For everyone who has ever avoided a flu shot out of fear, healthier days could be ahead. A cooperative effort between Emory University and the Georgia Institute of Technology has brought about an exciting possibility for the future of vaccinations: needle-free, pain-free vaccinations. The research team immunized mice with small, painless patches made up of “microneedles” that dissolve, along with freeze-dried flu vaccine, within a few short minutes.
The small patches are made up of an adhesive backing and tiny spikes containing the vaccine. To administer the vaccine, a user only has to stick the patch onto her skin. The vaccine is absorbed into the body and the spikes dissolve completely, leaving only the adhesive backing behind. In the study, mice that received the patch vaccine were able to fight the flu virus better than those that received the traditional shot. That’s because the body is prepared to encounter pathogens on our skin and membranes (but not really under the skin where shots are administered), so the immune system will respond better to a vaccine that is introduced in the same way a real virus would be.
As if increased effectiveness and the elimination of the fear factor weren’t enough to get people excited about the patch-delivered vaccine, there are indications that the new type of immunization could do even better things.
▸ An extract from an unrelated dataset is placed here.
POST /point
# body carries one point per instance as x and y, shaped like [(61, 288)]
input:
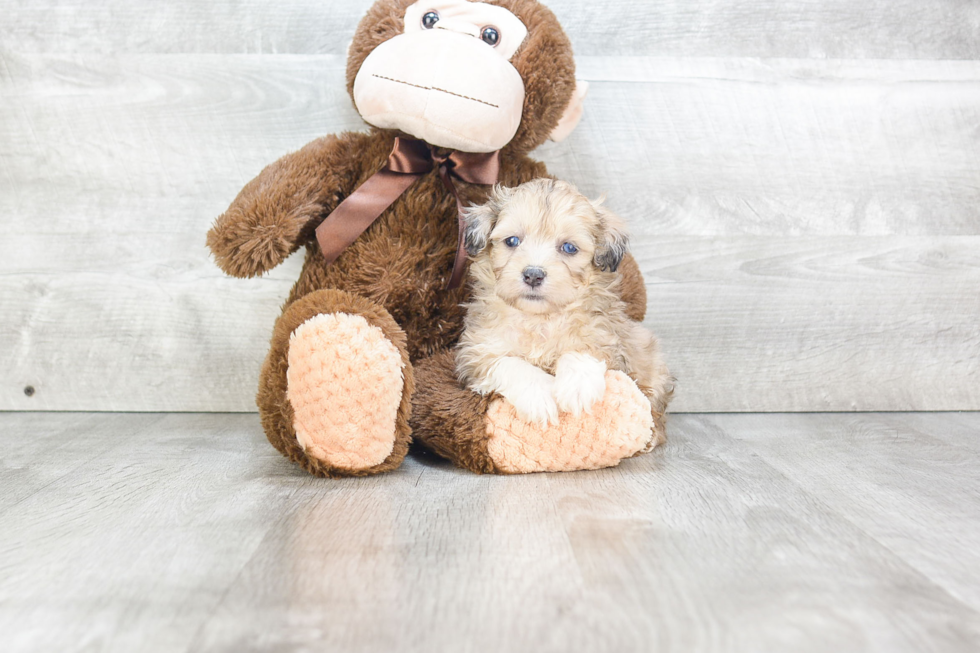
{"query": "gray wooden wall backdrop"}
[(803, 177)]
This type of vaccine takes up less room than needle-based ones, needs no special storage (like refrigeration), produces less waste than traditional vaccines, and can be administered by anyone at all. Researchers attached to the project hope that it can offer an easy way to deliver vaccines to third-world countries and help to eradicate diseases like polio. The patches haven’t even made it to human trials yet, but maybe in a few years immunizations will be one less thing to fear for kids and the needle-phobic.